Github, ‘nuff said (or GitLab, and bitbucket if you want to keep your project private).

Hosting

One of the easiest way to host your app now is Heroku, which supports all the major languages (sorry Rust lovers). Heroku makes things easy by allowing you to deploy directly through git push. You can even setup Heroku to automatically monitor a particular branch of your GitHub repo to trigger auto-deployment.

For Spring Boot projects using Maven or Gradle, there is basically zero setup after you have signed-up for an account and created a new application. Simply git push to the Heroku remote and your application will be running and accessible to the entire world, with https too. Heroku is smart enough to detect the language you are using and provide default parameters to get it running. If you need more control, include a Procfile in root of the repo. This will allow you to customize how your app will run. For example:

web: java -Dserver.port=$PORT $JAVA_OPTS target/my-app.jar

will tell Heroku to run my-app.jar as java web application.

Configuration

In addition, Heroku provides an easy way to externalize configuration, such as database credentials and api keys, that shouldn’t be committed to your open source project. Under the Settings tab of your app, you will find a section called Config Variables, which will be passed to your application as JVM params (and environment variables for other programming languages as well)

In there, you will be able to define any spring-data common configurations for your application to pick up.

CLI tools

Heroku also offers a toolbelt full of useful commands, such as “heroku logs” and “heroku restart” to help you manage your application.

Database

Depending on your choice of persistence layer, there are many PaaS vendor that provides a free tier to get you started. Heroku itself offers Postgres, Redis and Kafka to suit your needs. For a recent project, I had a chance to try out Atlas, MongoDB’s new cloud offering of their eponymous database. Once you signed up for an account, setup your database and obtain connection uri/credentials, simply add them to Heroku’s Config Variables page for Spring Boot to pick up.

Continuous Integration

Being a seasoned developer that you are, or maybe you have just read from a blog somewhere that it is a good idea, you want to setup continuous integration for your app. This is especially important when you have a few friends working with you on the project. Continuous integration helps to ensure that the code that gets merged into your master (read production) branch is of a good enough quality (as long as you also write tests).

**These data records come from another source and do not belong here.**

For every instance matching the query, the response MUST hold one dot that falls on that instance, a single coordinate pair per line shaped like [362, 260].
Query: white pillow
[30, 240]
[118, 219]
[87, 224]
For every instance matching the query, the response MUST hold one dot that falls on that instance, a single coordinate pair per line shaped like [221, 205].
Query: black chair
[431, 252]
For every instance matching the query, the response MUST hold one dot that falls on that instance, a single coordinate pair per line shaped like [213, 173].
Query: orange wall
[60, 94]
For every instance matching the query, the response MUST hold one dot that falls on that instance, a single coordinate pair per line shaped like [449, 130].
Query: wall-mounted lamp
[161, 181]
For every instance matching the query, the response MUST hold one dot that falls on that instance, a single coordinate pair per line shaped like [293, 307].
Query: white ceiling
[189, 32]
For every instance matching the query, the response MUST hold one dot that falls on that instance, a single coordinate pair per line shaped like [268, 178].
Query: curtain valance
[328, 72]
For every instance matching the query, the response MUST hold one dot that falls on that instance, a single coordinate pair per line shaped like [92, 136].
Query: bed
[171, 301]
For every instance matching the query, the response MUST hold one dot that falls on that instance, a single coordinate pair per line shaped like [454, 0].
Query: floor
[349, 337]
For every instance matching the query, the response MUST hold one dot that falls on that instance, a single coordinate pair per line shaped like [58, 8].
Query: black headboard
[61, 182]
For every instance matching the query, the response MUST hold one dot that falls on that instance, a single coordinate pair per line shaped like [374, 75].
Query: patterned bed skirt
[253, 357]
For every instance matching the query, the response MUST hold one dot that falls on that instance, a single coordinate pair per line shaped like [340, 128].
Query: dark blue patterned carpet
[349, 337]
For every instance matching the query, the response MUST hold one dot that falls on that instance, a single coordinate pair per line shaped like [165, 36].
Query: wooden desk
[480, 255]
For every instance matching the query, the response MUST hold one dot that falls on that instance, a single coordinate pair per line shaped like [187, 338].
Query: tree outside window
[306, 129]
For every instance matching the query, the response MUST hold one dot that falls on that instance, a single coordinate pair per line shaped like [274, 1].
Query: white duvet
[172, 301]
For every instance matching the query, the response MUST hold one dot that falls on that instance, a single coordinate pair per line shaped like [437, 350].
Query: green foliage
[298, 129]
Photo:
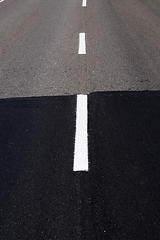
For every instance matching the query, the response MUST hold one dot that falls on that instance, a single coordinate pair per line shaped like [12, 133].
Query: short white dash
[81, 136]
[82, 44]
[84, 3]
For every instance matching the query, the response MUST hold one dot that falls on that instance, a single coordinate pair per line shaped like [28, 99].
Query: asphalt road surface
[43, 198]
[41, 73]
[39, 46]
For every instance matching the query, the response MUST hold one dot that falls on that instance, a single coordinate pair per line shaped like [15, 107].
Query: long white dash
[82, 44]
[81, 136]
[84, 3]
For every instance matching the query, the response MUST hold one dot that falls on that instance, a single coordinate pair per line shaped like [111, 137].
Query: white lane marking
[82, 44]
[81, 136]
[84, 3]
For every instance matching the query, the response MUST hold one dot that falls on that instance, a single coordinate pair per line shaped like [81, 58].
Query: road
[41, 74]
[39, 47]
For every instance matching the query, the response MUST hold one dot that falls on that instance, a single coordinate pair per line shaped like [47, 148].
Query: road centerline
[81, 136]
[82, 44]
[84, 3]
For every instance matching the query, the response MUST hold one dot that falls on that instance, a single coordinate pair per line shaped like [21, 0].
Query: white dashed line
[81, 136]
[82, 44]
[84, 3]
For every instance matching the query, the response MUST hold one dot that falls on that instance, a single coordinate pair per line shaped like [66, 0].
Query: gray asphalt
[39, 47]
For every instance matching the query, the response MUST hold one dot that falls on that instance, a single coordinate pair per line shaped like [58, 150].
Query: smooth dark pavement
[42, 198]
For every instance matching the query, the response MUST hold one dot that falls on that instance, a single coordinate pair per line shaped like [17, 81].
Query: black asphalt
[42, 198]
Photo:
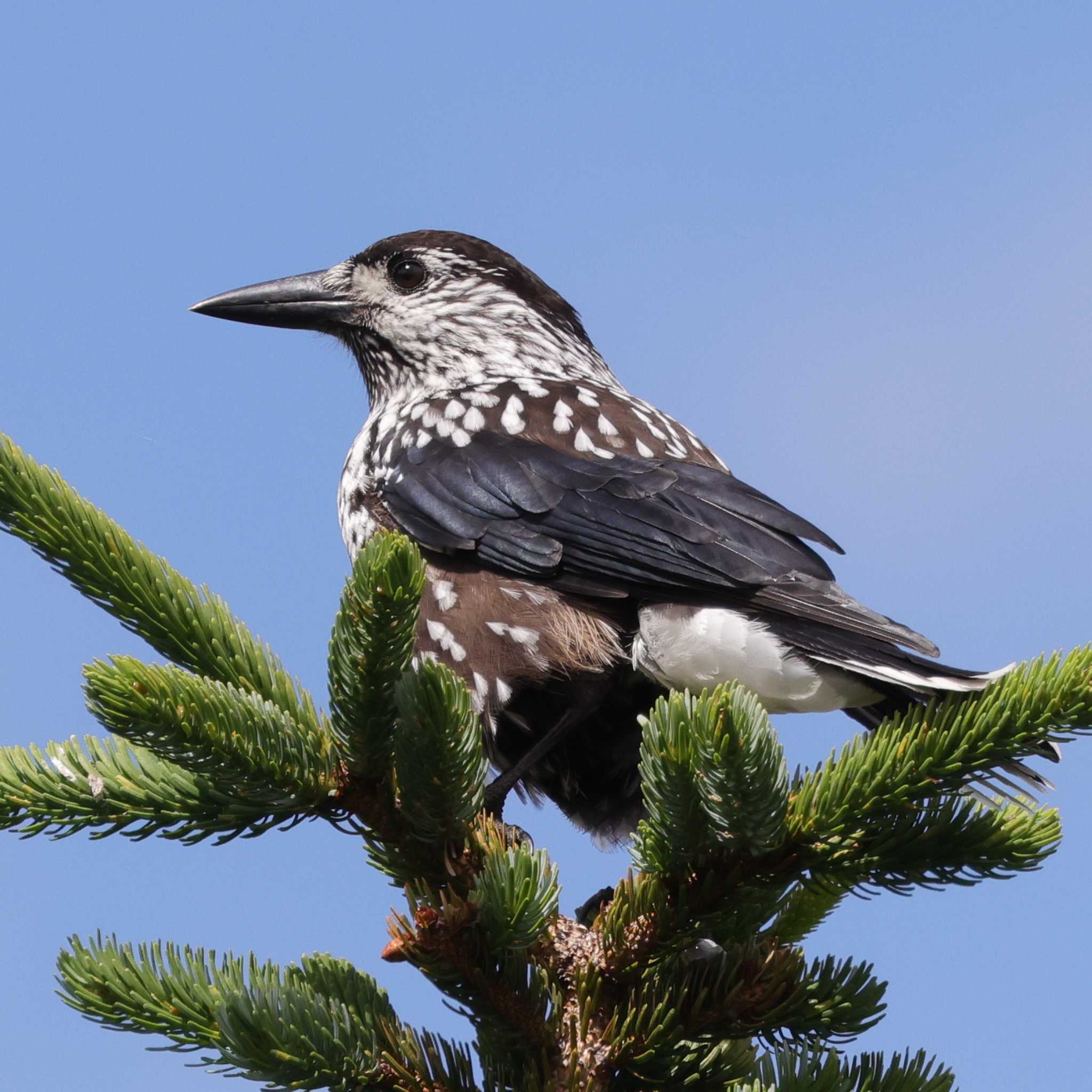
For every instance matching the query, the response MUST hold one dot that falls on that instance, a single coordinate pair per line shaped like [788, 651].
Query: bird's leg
[498, 789]
[580, 711]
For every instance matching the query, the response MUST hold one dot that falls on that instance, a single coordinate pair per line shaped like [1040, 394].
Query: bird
[584, 551]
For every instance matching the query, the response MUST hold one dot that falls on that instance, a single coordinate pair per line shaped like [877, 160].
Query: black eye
[405, 274]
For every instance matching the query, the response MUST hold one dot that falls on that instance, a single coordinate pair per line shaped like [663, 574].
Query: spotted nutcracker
[584, 550]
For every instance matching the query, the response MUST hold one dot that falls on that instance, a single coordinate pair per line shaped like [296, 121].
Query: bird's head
[427, 309]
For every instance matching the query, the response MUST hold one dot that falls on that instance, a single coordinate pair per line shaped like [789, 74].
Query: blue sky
[848, 245]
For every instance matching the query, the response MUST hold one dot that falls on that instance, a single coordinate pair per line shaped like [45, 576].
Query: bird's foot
[589, 910]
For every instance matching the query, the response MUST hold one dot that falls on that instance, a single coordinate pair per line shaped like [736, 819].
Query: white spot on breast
[532, 387]
[510, 419]
[445, 593]
[583, 443]
[446, 639]
[481, 693]
[524, 636]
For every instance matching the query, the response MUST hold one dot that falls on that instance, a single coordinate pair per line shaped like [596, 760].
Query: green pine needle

Travis CI is just the thing for you. It will automatically trigger a build from your Maven or Gradle project for each PR that’s created in your GitHub repo. If you want to be extra careful, and I recommend that you do, you can configure your GitHub repo to not allow merges into the master branch unless build has passed. To do so, click on Settings tab on the repo, click on Branches, and add the master branch as a Protected Branch. You will see Travis listed there as a check required before merging.

Test database

If you wrote integration tests (again you should, and Spring Boot makes this easy), Travis CI offers a great number of database options that could spin up to support your tests. To do this, include a .travis.yml file under the repo root, with something like this:

language: java
jdk:
— oraclejdk8
services: mongodb

Monitoring

As your application gets more and more complex, sometimes things break, or certain endpoints becomes slow, and you want to find out why. New Relic, an application performance monitoring service, or APM, is just what you need.

Heroku shines again by offering an easy way to integration with New Relic, which also offers a free tier. Get start by adding the New Relic Add-On to your app. Once that’s done, follow the link to jump over to New Relic for setup instructions. The first choice you have make is the language of application, and since we are using Spring Boot, Java it is.

The instructions for setting up Java offers you an option through Maven/Gradle or manual setup. Having gone down the Maven route, I can report that it does not work all that well with Spring Boot since it requires adding New Relic jar to the artifact and unpacking it after deployment. The manual route is by far the path of less resistance. To get started, download and unzip the New Relic agent under the repo root, then create or edit your Heroku Procfile to use the jar

web: java -Dserver.port=$PORT $JAVA_OPTS -javaagent:newrelic/newrelic.jar -jar target/my-app.jar

Conclusion

Hopefully, with these steps, your new project will become a huge success. If not, you can be comforted by the thought that your hobby app is more mature and stable than 90% of the enterprise applications that out there. Happy coding.